Articles | Volume 7, issue 2
Research article
 | Highlight paper
15 Apr 2016
Research article | Highlight paper |  | 15 Apr 2016

Effects of wood chip amendments on the revegetation performance of plant species on eroded marly terrains in a Mediterranean mountainous climate (Southern Alps, France)

Vincent Breton, Yves Crosaz, and Freddy Rey

Abstract. The establishment of plant species can limit soil erosion dynamics in degraded lands. In marly areas in the Southern French Alps, both harsh water erosion and drought conditions in summer due to the Mediterranean mountainous climate prevent the natural implementation and regeneration of vegetation. Soil fertility improvement is sometimes necessary.
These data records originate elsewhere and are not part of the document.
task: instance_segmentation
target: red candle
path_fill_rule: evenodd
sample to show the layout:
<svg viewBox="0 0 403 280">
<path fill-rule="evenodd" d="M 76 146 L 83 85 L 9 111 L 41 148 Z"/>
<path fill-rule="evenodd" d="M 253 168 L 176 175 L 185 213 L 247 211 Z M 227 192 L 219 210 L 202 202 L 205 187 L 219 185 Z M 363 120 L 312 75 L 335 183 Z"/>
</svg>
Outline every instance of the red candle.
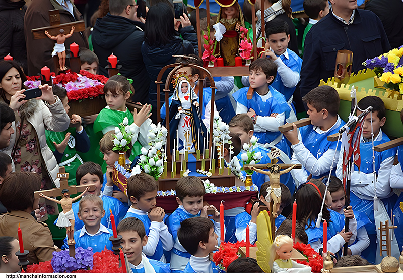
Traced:
<svg viewBox="0 0 403 280">
<path fill-rule="evenodd" d="M 41 74 L 45 77 L 47 81 L 50 80 L 50 69 L 49 69 L 49 67 L 45 66 L 43 68 L 41 68 Z"/>
<path fill-rule="evenodd" d="M 117 58 L 116 55 L 113 55 L 113 53 L 112 53 L 112 54 L 108 57 L 108 61 L 110 63 L 111 66 L 112 66 L 112 68 L 116 68 L 116 65 L 117 64 Z"/>
<path fill-rule="evenodd" d="M 123 252 L 121 249 L 120 250 L 120 252 L 119 253 L 119 255 L 120 256 L 120 263 L 122 264 L 123 273 L 127 273 L 127 270 L 126 269 L 126 262 L 124 260 L 124 253 Z"/>
<path fill-rule="evenodd" d="M 242 66 L 242 59 L 240 57 L 235 57 L 235 66 Z"/>
<path fill-rule="evenodd" d="M 297 223 L 297 202 L 293 203 L 293 227 L 291 231 L 291 237 L 294 243 L 295 243 L 295 225 Z"/>
<path fill-rule="evenodd" d="M 218 58 L 217 59 L 217 66 L 219 67 L 224 66 L 224 59 L 223 59 L 223 58 Z"/>
<path fill-rule="evenodd" d="M 18 223 L 18 242 L 20 243 L 20 253 L 24 253 L 24 243 L 22 242 L 22 231 L 20 228 L 20 223 Z"/>
<path fill-rule="evenodd" d="M 112 213 L 112 210 L 109 209 L 110 211 L 110 222 L 112 223 L 112 230 L 113 231 L 113 238 L 117 237 L 117 232 L 116 232 L 116 225 L 115 223 L 115 216 Z"/>
<path fill-rule="evenodd" d="M 76 43 L 70 44 L 70 51 L 73 53 L 73 56 L 77 58 L 79 55 L 79 45 Z"/>
<path fill-rule="evenodd" d="M 221 242 L 224 242 L 225 237 L 224 235 L 224 205 L 223 205 L 222 201 L 221 201 L 221 203 L 220 204 L 220 227 L 221 232 L 220 239 Z"/>
<path fill-rule="evenodd" d="M 249 225 L 246 226 L 246 257 L 249 256 L 249 249 L 250 247 L 250 242 L 249 239 Z"/>
<path fill-rule="evenodd" d="M 323 222 L 323 253 L 327 252 L 327 222 Z"/>
</svg>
With the purpose of revegetating such areas, we aimed to evaluate the effects of wood chip amendments on the revegetation performance of different native or sub-spontaneous plant species. We conducted two experiments on steep slopes over three growing seasons (2012–2014). The first consisted of planting seedlings (10 species), and the second consisted of seeding (nine species including six used in the first experiment). First we noted that wood chips were able to remain in place even in steep slope conditions. The planting of seedlings showed both an impact of wood chip amendment and differences between species. A positive effect of wood chips was shown with overall improvement of plant survival (increasing by 11 % on average, by up to 50 % for some species). In the seeding experiment, no plants survived after three growing seasons. However, intermediate results for the first and second years showed a positive effect of wood chips on seedling emergence: seeds of four species only sprouted on wood chips, and for the five other species the average emergence rate increased by 50 %.

Short summary
This paper presents the results of two experiments of revegetation techniques in context of water erosion and mountainous Mediterranean climate. We studied the interest of a wood chip amendment, applied on soil surface (mulch), and its interaction with plant development. The use of different plant species and the monitoring on three growing seasons (with climatic variations) allow us to specify the interest of wood chip mulch to improve revegetation especially in erosion and drought conditions.